Pettit noted that other frontline health workers, home healthcare aides and related providers are in the process of being added into the first group.
“As you can see it has grown fairly large over the last week or two (and) that could change tomorrow. So, we’re currently working again with the hospital and Oak Orchard Health, which is the former Pembroke Family Medicine, … to start to vaccinate the different groups that I just mentioned under the 1A prioritization,” he said.
Pettit said the vaccine is “starting to roll out” at United Memorial Medical Center.
“They’re holding pods actually today and a couple other days this week,” he said. “We’ll be getting the vaccine hopefully tomorrow – smaller amounts – and we will be starting to work on the 1A priority group. Obviously, day by day as more vaccine comes in to the community and more providers start to come online, it will speed things up.”
Pettit reiterated what he said during a media briefing last week (as reported by The Batavian) that it will take a couple weeks to meet the demand – especially as the 1A list continues to grow.
“The focus is on the 1As and keep in mind, that once we get the 1As done, we will have to start over with their second shot as the vaccination series is 28 days apart with the Moderna vaccine,” he said. “So, essentially we’re going to be giving folks their second round while we’re trying to start with the first round of the 1B essential group. It’s going to get a little muddled there about a month from now.”
He also emphasized that nursing homes throughout the state are part of program coordinated by the NYS Department of Health in conjunction with pharmacies such as CVS and Walgreens.
“They’ve gone in and have been vaccinating nursing home residents and staff. That is not anything that we have had any oversight … that is being done strictly through the state DOH,” he said.
In action related to the local health department’s efforts to COVID test, contact trace and vaccinate, the Human Services Committee approved three resolutions during today’s meeting:
- A memorandum of understanding with the state DOH to ensure the proper distribution and administration of the vaccine by the Genesee County Health Department.
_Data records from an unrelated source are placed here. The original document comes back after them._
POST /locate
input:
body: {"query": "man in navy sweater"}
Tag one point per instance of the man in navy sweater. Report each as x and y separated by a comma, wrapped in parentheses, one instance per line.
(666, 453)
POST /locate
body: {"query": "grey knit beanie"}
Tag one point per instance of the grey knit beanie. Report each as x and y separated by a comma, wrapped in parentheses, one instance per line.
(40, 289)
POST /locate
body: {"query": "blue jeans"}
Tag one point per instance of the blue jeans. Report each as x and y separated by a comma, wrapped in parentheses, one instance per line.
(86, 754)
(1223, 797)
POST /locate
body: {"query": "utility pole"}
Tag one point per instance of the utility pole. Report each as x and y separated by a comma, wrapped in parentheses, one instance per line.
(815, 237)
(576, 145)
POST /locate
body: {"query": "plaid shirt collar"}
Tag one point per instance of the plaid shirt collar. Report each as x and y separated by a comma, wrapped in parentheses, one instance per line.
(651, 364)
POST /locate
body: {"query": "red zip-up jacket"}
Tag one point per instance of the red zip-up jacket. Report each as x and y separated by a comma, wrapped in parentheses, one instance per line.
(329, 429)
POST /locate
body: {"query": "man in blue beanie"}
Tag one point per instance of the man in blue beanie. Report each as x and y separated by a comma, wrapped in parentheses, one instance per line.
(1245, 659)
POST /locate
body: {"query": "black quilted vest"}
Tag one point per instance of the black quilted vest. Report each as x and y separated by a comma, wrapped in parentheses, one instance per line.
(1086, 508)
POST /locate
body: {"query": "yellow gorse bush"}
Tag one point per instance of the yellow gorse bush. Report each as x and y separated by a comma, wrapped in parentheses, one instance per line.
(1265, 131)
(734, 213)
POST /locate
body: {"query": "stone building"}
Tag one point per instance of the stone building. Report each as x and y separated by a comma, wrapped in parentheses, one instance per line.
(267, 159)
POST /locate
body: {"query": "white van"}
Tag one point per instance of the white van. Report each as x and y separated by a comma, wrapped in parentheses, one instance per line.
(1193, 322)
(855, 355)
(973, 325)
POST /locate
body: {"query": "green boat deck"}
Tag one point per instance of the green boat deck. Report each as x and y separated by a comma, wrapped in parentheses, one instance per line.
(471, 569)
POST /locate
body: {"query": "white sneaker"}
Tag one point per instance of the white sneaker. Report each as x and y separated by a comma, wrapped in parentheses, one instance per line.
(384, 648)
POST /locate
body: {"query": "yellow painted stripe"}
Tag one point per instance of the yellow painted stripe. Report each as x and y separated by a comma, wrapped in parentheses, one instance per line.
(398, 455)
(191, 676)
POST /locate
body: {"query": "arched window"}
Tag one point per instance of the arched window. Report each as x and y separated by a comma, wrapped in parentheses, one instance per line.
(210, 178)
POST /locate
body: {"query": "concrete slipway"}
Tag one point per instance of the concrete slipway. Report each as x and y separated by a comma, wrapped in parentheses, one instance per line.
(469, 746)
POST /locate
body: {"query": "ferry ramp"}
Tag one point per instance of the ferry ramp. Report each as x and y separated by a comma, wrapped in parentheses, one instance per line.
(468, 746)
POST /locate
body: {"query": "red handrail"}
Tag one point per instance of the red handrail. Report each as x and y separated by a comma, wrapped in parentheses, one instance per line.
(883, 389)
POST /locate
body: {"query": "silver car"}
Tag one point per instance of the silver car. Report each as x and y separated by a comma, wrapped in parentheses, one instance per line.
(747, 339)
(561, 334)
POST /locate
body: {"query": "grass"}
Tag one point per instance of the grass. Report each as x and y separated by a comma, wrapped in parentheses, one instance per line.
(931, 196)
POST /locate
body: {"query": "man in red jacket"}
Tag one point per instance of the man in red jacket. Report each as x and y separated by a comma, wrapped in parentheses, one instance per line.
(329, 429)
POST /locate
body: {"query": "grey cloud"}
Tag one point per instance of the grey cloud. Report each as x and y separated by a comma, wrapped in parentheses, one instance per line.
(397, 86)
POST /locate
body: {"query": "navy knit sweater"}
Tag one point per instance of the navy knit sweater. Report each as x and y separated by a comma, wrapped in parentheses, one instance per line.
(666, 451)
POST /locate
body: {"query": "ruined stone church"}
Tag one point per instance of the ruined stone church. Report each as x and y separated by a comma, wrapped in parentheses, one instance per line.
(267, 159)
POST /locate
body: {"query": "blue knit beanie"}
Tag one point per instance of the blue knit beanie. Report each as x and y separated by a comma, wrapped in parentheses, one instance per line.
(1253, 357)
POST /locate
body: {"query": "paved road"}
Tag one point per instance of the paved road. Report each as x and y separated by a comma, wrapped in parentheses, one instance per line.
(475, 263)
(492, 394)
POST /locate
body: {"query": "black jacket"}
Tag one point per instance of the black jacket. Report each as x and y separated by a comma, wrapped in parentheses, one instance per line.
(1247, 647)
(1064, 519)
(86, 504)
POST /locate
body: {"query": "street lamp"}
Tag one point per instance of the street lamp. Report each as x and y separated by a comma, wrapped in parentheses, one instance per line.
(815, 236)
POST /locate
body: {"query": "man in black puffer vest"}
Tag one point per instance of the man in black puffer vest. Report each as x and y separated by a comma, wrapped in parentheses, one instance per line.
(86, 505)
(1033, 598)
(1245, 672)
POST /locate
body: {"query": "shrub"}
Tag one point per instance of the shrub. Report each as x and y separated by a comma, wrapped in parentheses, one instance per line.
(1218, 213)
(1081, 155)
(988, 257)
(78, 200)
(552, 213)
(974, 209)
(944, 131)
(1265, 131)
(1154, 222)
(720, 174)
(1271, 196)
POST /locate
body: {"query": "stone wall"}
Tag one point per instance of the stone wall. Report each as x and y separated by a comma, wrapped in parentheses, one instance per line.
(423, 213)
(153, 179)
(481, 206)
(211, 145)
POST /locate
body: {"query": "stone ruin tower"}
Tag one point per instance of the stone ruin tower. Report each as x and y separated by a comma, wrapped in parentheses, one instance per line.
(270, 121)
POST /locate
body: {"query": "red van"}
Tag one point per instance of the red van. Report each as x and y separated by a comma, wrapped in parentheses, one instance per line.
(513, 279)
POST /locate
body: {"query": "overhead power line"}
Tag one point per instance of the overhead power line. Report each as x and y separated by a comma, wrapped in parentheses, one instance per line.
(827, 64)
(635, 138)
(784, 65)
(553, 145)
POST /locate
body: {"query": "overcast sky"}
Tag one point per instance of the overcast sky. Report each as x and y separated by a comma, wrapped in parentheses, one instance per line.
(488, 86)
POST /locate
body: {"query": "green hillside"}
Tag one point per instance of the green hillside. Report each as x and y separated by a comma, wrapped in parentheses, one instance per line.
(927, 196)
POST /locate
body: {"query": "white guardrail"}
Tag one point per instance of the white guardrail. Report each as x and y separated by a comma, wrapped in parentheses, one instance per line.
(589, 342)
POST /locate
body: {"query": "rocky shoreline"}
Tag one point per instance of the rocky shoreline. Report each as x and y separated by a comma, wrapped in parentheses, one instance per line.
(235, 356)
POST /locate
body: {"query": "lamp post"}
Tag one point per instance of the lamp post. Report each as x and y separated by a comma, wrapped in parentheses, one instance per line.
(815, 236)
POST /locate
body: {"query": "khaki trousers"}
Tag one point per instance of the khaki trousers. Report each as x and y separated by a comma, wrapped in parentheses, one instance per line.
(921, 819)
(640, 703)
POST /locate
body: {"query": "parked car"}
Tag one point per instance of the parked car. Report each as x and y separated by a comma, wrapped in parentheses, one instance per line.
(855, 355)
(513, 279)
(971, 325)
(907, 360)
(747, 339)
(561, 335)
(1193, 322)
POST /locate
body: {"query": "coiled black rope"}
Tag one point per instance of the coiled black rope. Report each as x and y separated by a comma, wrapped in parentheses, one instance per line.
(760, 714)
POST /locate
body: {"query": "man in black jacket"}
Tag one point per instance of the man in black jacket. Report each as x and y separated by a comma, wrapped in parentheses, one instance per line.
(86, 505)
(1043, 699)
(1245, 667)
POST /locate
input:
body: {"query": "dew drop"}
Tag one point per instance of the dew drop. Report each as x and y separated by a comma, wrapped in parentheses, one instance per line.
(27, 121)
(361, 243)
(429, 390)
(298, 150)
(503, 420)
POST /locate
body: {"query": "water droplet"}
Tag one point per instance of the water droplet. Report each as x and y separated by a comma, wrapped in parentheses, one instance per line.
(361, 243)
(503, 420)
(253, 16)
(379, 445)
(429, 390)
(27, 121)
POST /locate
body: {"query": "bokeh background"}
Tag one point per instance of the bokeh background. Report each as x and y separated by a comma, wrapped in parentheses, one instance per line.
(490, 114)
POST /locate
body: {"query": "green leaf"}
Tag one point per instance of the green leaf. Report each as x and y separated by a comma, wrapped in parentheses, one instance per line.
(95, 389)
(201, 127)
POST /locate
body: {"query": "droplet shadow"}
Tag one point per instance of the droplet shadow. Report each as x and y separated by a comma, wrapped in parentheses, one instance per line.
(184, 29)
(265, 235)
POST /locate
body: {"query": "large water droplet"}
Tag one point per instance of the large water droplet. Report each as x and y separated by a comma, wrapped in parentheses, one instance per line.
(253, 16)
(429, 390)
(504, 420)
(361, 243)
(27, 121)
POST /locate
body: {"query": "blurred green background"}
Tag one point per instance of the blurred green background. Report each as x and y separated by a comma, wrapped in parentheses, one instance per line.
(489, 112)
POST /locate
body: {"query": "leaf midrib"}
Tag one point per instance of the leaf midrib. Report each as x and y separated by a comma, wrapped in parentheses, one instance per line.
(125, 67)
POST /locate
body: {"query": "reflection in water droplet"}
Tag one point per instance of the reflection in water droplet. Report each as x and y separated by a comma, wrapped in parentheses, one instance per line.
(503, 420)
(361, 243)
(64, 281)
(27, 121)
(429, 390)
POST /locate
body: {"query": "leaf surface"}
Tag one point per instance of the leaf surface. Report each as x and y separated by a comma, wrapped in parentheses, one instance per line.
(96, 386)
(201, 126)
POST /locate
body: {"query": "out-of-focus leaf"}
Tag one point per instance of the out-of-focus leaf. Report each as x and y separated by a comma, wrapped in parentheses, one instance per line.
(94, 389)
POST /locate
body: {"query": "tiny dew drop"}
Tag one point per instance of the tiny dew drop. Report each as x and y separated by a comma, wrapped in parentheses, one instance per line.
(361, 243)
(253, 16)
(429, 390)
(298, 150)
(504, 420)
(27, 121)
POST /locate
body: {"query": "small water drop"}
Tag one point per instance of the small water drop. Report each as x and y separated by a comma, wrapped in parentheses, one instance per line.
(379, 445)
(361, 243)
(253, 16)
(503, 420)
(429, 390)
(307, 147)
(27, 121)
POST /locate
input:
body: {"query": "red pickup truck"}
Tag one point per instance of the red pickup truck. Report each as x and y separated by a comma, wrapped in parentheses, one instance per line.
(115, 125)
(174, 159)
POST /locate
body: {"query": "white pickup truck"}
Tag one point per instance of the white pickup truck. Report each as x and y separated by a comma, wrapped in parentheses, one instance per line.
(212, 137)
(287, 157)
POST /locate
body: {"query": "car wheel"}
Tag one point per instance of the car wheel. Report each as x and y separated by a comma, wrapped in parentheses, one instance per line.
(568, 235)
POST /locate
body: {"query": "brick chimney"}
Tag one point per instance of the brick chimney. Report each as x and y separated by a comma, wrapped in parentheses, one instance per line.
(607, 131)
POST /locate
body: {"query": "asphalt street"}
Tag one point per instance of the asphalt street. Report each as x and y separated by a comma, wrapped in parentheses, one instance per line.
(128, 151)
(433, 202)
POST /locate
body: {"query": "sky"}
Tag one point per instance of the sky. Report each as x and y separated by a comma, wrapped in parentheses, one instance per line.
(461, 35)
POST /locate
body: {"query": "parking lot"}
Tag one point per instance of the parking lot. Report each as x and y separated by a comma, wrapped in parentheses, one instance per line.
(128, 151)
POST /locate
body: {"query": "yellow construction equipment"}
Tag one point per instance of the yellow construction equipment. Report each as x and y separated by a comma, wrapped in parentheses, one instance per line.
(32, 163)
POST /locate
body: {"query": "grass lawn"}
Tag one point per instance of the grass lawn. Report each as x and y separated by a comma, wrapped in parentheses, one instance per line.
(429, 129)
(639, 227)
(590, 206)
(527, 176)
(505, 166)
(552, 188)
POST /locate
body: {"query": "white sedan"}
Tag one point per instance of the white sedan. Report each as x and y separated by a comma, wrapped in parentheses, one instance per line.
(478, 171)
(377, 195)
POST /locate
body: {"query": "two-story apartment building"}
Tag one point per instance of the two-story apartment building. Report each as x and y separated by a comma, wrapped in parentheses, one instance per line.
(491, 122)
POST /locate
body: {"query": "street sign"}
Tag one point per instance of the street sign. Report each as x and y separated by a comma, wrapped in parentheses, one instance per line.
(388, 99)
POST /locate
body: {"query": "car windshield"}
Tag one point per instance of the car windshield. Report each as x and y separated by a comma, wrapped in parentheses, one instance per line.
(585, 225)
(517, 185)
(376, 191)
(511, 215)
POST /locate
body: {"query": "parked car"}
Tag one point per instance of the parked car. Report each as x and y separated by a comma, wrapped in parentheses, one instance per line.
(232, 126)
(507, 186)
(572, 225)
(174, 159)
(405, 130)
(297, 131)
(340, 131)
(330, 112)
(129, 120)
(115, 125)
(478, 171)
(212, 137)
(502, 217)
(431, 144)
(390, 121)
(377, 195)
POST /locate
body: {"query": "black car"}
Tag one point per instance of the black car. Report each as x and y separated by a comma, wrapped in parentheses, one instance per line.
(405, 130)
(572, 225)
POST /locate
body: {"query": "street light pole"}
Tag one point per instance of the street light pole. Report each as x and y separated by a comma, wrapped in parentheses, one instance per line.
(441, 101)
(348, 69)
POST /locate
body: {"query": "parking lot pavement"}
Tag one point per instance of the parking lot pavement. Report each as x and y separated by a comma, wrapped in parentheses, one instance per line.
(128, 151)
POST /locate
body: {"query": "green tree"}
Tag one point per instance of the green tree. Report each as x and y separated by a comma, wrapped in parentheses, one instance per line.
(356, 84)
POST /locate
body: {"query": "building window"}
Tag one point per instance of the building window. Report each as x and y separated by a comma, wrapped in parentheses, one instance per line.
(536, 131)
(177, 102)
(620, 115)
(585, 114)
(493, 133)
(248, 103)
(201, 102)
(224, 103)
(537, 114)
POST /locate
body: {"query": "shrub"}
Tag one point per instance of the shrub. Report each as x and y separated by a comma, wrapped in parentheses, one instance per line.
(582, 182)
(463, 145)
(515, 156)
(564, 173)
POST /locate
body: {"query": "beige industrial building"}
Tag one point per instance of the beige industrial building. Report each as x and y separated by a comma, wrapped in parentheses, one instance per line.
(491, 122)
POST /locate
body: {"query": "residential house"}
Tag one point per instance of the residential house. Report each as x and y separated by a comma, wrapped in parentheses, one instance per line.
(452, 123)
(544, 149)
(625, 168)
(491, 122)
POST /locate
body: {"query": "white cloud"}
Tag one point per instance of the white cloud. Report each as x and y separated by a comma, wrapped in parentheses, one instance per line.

The MOU is subject to ratification and approval by the full County Legislature.
“The governor is cracking down on this (adherence to making sure the vaccine is given per the state-mandate prioritization),” Pettit said. “At the moment, it (vaccine) is a scarce commodity; there’s not a lot of it out there yet and there’s a high demand for it.”
Pettit, again, talked about the stiff penalties that could be imposed, including the loss of the provider’s medical license and fines of up to $1 million for failure to comply.
“That is why that MOU … is being put in place,” he said. “It’s basically us attesting as a receiver of the vaccine that we – the county – will follow the state guidelines.”
- The creation of two temporary full-time COVID-19 response specialist positions to assist the health department with testing, contact tracing and vaccination.
Each job, which will be in force for six months beginning Jan. 18, carries a salary and fringe benefits totaling $40,388, with those expenses to be paid with a combination of state aid reimbursement and Medicaid to State funds.
- Acceptance of a $35,000 grant from the National Association of County and City Health Officials to the health department for contact tracing, overtime and testing expenses.
Pettit said the money isn’t enough “to carry us through to the finish line” but expects more funding to be available as a result of the passage of the federal stimulus bill.
“We have a monumental task ahead of us "over the next four to six months,” he said.
In other news, the committee reported that the Orleans County Legislature reappointed Pettit as its public health director per the two counties’ municipal agreement.